I am not happy about the existence of Ophelia (the storm). It's weakened a little and it's going the other way, but NOAA is not relaxing the hburricane watch.

On other fronts, I bought a hop plant today, partly because it's pretty but also because its spring shoots are supposed to be a nice little vegetable, but I am not sure that one plant will provide enough shoots for a mess of veggies.

One last thing: I have 101 readers.
Sunday, September 11th, 2005 12:34 pm (UTC)
I think what I said was that to me she had the genuine magic realism feel, but didn't write in Spanish.

The book of hers that I was especially thinking of is The Magic Toyshop.

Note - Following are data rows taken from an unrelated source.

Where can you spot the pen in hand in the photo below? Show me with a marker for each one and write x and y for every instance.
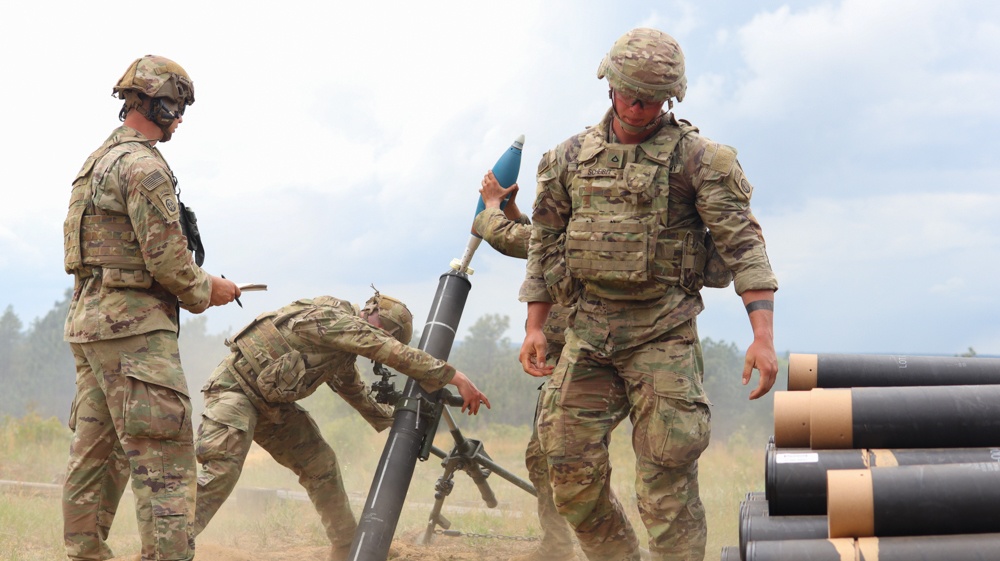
(238, 303)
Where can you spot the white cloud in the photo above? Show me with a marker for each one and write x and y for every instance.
(331, 147)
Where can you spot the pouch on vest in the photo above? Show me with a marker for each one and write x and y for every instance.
(283, 380)
(124, 278)
(692, 274)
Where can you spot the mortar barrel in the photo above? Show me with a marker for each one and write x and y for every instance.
(808, 371)
(904, 417)
(779, 528)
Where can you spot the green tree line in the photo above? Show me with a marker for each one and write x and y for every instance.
(38, 369)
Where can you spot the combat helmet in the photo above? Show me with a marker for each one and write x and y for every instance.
(646, 64)
(164, 82)
(395, 316)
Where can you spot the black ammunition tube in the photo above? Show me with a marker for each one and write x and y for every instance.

I have also read the collection The Bloody Chamber. I haven't read Wise Children, but as it's the feel I'm going on, it'll probably be OK.
Monday, September 12th, 2005 05:11 am (UTC)
I didn't find either of those. S far I'm thinking that Wise Children doesn't read very much like magic realism, but it's fun, and maybe as it goes it will be more so.

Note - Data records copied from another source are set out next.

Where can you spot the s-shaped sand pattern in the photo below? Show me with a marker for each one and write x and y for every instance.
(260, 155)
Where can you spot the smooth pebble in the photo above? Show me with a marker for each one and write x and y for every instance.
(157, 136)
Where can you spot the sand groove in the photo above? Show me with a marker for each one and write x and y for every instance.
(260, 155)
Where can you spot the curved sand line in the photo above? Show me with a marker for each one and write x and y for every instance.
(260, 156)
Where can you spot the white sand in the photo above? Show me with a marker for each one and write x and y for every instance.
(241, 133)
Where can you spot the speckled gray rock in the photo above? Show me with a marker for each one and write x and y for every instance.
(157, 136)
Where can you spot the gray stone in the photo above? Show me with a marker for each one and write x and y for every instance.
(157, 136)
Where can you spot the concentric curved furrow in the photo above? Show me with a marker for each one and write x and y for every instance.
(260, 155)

I don't know why I elected myself defender of magic realism anyway.
Sunday, September 11th, 2005 05:12 pm (UTC)
I've seen what looked like monarch butterflies mobbing a hummingbird. In that case, they were at a hummingbird feeder in a butterfly garden, and the hummingbird just dashed off and used another feeder.

They do eat insects, but tiny gnats and flies and so on. I don't think they could really get their bills around a butterfly.

P.
Monday, September 12th, 2005 05:13 am (UTC)
Okay, I'm going to assume that the butterfly was harrying the hummingbird. I was thinking of larvae or eggs or something, not the butterfly. But competition is as good a reason for harrying.
Sunday, September 11th, 2005 08:09 pm (UTC)
when I'm driving all around the wilds of the mountains above Watsonville (nobody can tell me what those hills are called. It's not Freedom, and it's not La Selva -- is it Larkin Valley? It's not off Larkin Valley Road)

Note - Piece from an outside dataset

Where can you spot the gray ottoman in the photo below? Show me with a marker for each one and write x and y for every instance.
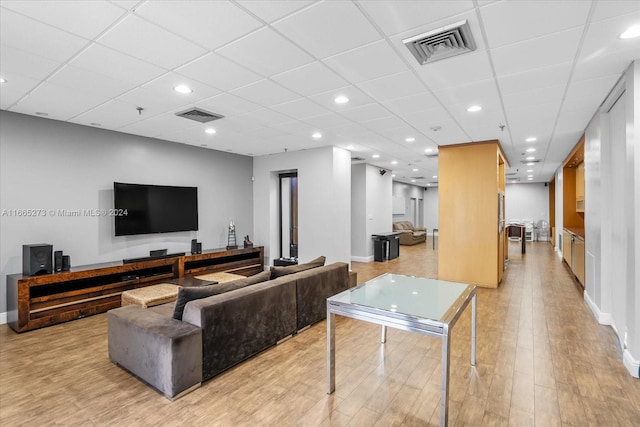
(164, 352)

"Above" Watsonville in which direction?
USGS topo maps for the region will be found at:
http://topozone.com/map.asp?lat=36.9201&lon=-121.7637&s=200&size=l&symshow=n&datum=nad83&layer=DRG100
Monday, September 12th, 2005 05:26 am (UTC)
Fooey. I tried posting the image here, but no dice. Here's what I wrote:

See where the airport is? THe shortest arm points to the intersection of Calabasas Road and Buena Vista Road. Buena Vista Road is the one that curves mostly in a southwest-northeast direction, and Calabasas takes off from that in a mostly southeast-northwest direction. Dusty Trail is I think the tenth thing that comes off of Calabasas Road after you turn on to it from Buena Vista Road. It kind of doubles back and parallels the curves of Calabasas Road at that place. There's all that green splashy stuff, and the red letters "Laguna de las Calabasas" which indicates that there was a Spanish land grant there. And, I guess, a pond with pumpkins growing in it. Or something. Maybe a lake where somebody smashed a bunch of pumpkins.

So I guess that's what the area is called. Laguna de las Calabasas. Nobody would know what I was talking about. I'd have to say "the hills north of Calabasas School."

I'm surprised more features aren't named on that map.

Monday, September 12th, 2005 03:42 pm (UTC)
So I guess that's what the area is called. Laguna de las Calabasas. Nobody would know what I was talking about. I'd have to say "the hills north of Calabasas School."

I'm surprised more features aren't named on that map.

These maps are based on information provided to the USGS crew that compiled them. I would suggest checking with some folks at your county historical society, if you have one; and perhaps with the folks at the county assessor's office, or whatever entity it is that tracks land ownership, etc.

I'd be tempted to suggest that they might have been called the Calabasas Hills or some such; or that specific region might never have been named as such.